En 1953, l’ancien quartier général de Wellington, au centre de Waterloo, abrite un « misérable café », un cinéma de quartier et un atelier de tailleur, quelques reliques de 1815 étant présentées à l’étage. C’est dire le peu d’appropriation dont le lieu jouissait en tant que lieu de mémoire. Il faillit être démonté, déménagé aux États-Unis et remplacé par une station-service. Le fils de l’ancien secrétaire particulier de Léopold III et petit-fils du grand historien Henri Pirenne, mit sur pied une initiative de sauvegarde qui aboutit à la création du musée Wellington (1954) et à la préservation des lieux. Dans ces mêmes années 1950, l’Hôtel des colonnes abrita durant quatre ans un modeste et éphémère musée Victor Hugo, où l’on montrait le lit du poète, avant d’être rasé pour faciliter la circulation automobile, malgré une campagne de presse menée jusqu’au Figaro littéraire : voilà bien un lieu de mémoire avorté et éradiqué au profit de la modernité. Cela doit nous rappeler que rien ne va de soi et que l’état actuel de « conservation » ou de mémorialisation du site est bel et bien le résultat d’une sédimentation et de choix posés à chaque génération, parfois de façon conflictuelle. Par ailleurs, les institutions mises en place restent de taille modeste. Leurs possibilités et leurs moyens s’en ressentent. L’année qui précède les cent-cinquante ans de la bataille, le Times de Londres publiera un appel du septième duc de Wellington et de l’ambassadeur britannique à Bruxelles, en faveur de donations pour rafraichir le musée Wellington et la chapelle royale de Waterloo !
1965 : De Gaulle, les Belges et Waterloo
Le cent-cinquantième anniversaire de la bataille sera bel et bien commémoré en 1965. Expositions diverses (dont celle de la Bibliothèque royale, grande institution culturelle de l’État), attention soutenue dans la presse, dépôts de couronnes, inauguration de trois plaques à la mémoire de combattants français par la Société belge d’études napoléoniennes (contribuant à rééquilibrer dans un sens français le marquage des lieux), dérives commerciales ci et là, et surtout cérémonie à Hougoumont. Cette dernière fut une véritable cérémonie militaire d’hommage aux tués de la bataille : les honneurs sont rendus par un millier de militaires britanniques et néerlandais, en présence d’une délégation militaire allemande en civil. Prières, sonneries et pluie battante. La France s’est abstenue, malgré les nombreuses voix belges entonnant le double refrain de la défaite glorieuse et de la réconciliation européenne nécessaire.

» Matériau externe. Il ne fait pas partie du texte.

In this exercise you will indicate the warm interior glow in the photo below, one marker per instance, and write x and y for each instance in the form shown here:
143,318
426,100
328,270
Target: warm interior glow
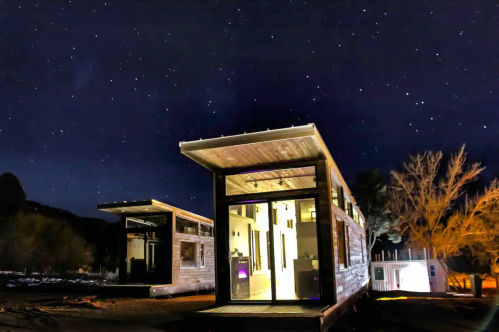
295,250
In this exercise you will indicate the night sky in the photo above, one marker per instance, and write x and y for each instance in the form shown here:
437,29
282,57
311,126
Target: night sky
95,96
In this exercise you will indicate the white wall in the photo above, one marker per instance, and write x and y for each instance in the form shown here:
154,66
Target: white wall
413,276
440,282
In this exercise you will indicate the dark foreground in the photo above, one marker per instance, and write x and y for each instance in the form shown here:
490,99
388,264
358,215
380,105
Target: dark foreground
39,312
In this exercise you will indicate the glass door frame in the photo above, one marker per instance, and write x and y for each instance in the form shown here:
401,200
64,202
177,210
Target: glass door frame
269,202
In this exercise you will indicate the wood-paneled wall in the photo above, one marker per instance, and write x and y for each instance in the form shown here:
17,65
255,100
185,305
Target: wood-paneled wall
350,280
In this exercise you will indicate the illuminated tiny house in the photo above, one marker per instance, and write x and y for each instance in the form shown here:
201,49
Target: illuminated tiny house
161,245
287,227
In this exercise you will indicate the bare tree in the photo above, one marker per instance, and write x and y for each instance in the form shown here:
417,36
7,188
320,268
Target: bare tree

Le gouvernement belge s’est aligné sur cette abstention, au grand dam de certains5. Occasion bêtement manquée, ont jugé bien des observateurs de l’époque.
En 1965 toutefois, l’ambassade de France à Bruxelles considère comme une victoire le fait d’avoir boycotté les cent-cinquante ans de la bataille6. Cela témoigne sans doute de la susceptibilité des autorités de la Ve République (alors sous la présidence du général de Gaulle), mais aussi des enjeux de politique étrangère de l’époque : concurrence franco-britannique pour la suprématie en Europe de l’ouest et bras de fer autour de l’admission de la Grande-Bretagne à la Communauté européenne (une adhésion bloquée à deux reprises, 1963 et 1967, par de Gaulle et acquise en 1973 seulement). Dans le sympathique monde de la Realpolitik, la France gaullienne bataillait pour conserver son leadeurship quelque peu brutal au sein de l’Europe des Six et ne tolérait pas que son allié britannique lui fasse de l’ombre7.
Dès sa succession au titre, au décès de son père (1972), le huitième duc de Wellington s’investit dans la protection du champ de bataille et suscite le Waterloo Committee (1973). Celui-ci permet d’éviter que le ring de Bruxelles ne coupe le site et reste actif aujourd’hui. Le huitième duc, décédé en 2014, accompagnera jusqu’à la veille du bicentenaire l’évolution du site.
Ces années confirment que la bataille de Waterloo est bien implantée dans la culture populaire internationale. Sans qu’on sache hélas toujours très bien de quoi on parle. Le tube planétaire du groupe Abba en 1974 en est la preuve : Waterloo raconte comment la chanteuse succombe à son soupirant et trouve son Waterloo, tout comme « at Waterloo Napoleon did surrender ». C’est bien là que le bât blesse, puisque Napoléon ne s’est pas rendu : il a pris la fuite. Ce qui n’empêchera pas la commune de Waterloo de commémorer les quarante ans de la chanson par une exposition et un concert en 2014. Il est vrai qu’à défaut d’exactitude, l’air avait d’autres qualités.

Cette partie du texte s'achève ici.